The FTC is issuing ordersunder Section 6(b) of the FTC Act, which authorizes the Commission to conduct wide-ranging studies that do not have a specific law enforcement purpose. The orders are being sent to Amazon.com, Inc., ByteDance Ltd., which operates the short video service TikTok, Discord Inc., Facebook, Inc., Reddit, Inc., Snap Inc., Twitter, Inc., WhatsApp Inc., and YouTube LLC. The companies will have 45 days from the date they received the order to respond.

The investigation seems to get a general understanding of how social media platforms gather and use user data, not for a particular case. The next steps might involve FTC putting new restrictions on the collection of data and its usage specifically for the younger users.
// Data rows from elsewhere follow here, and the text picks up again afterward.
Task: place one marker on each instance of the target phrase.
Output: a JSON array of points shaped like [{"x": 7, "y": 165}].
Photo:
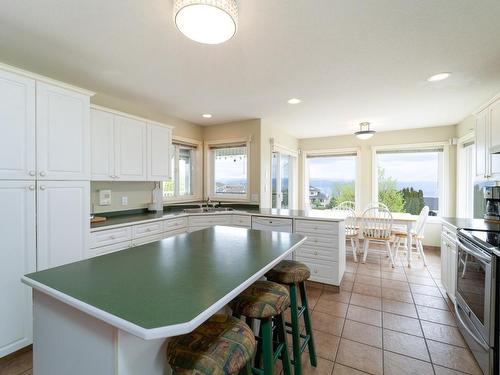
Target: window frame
[
  {"x": 332, "y": 152},
  {"x": 444, "y": 173},
  {"x": 209, "y": 169},
  {"x": 197, "y": 173}
]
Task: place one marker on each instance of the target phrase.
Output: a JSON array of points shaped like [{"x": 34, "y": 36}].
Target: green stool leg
[
  {"x": 297, "y": 354},
  {"x": 267, "y": 345},
  {"x": 307, "y": 322},
  {"x": 285, "y": 359}
]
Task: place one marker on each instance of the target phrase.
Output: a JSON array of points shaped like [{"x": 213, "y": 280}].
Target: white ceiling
[{"x": 350, "y": 61}]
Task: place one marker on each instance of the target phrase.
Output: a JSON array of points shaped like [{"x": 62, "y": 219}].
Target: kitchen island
[{"x": 112, "y": 314}]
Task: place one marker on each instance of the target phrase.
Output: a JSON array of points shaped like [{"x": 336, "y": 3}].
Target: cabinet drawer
[
  {"x": 109, "y": 237},
  {"x": 209, "y": 220},
  {"x": 147, "y": 239},
  {"x": 314, "y": 226},
  {"x": 242, "y": 221},
  {"x": 174, "y": 224},
  {"x": 111, "y": 248},
  {"x": 148, "y": 229}
]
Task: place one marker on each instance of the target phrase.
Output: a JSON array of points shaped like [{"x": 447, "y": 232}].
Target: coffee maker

The biggest shift in the aspect so far has been the introduction of the GDPR in Europe which focuses on providing EU citizens the authority to control how their private data is used which therefore has urged many companies to change their processes.  FTC is more particularly looking at how such usage could affect younger users.

Taxation

Additional benefits may include that each company will have to establish a local base and therefore be subject to local taxes. All of the big platforms minimize their tax obligations where they can by utilizing lower-cost nations to house their local data centers and operations – like in Australia, Google and Facebook only pay a fraction of a regular business’ tax obligations through clever accounting.

Explanation By The Australian Financial Review:

Google and Facebook report less than a fifth of their Australian-sourced income as local sales; and they pay no GST on most of that. While Google and Facebook had estimated Australian sales of $7.4 billion in the year to December, Google and Facebook reported local sales of only $1.4 billion as taxable, representing a $6 billion tax break.

Conclusion

The investigation by the FTC may provide more insights on how the major platforms gather and utilize user data and if the investigation reveals concerning issues or trends then, it will be applied to all the nations which will therefore lead to a huge momentum for restrictions on data usage.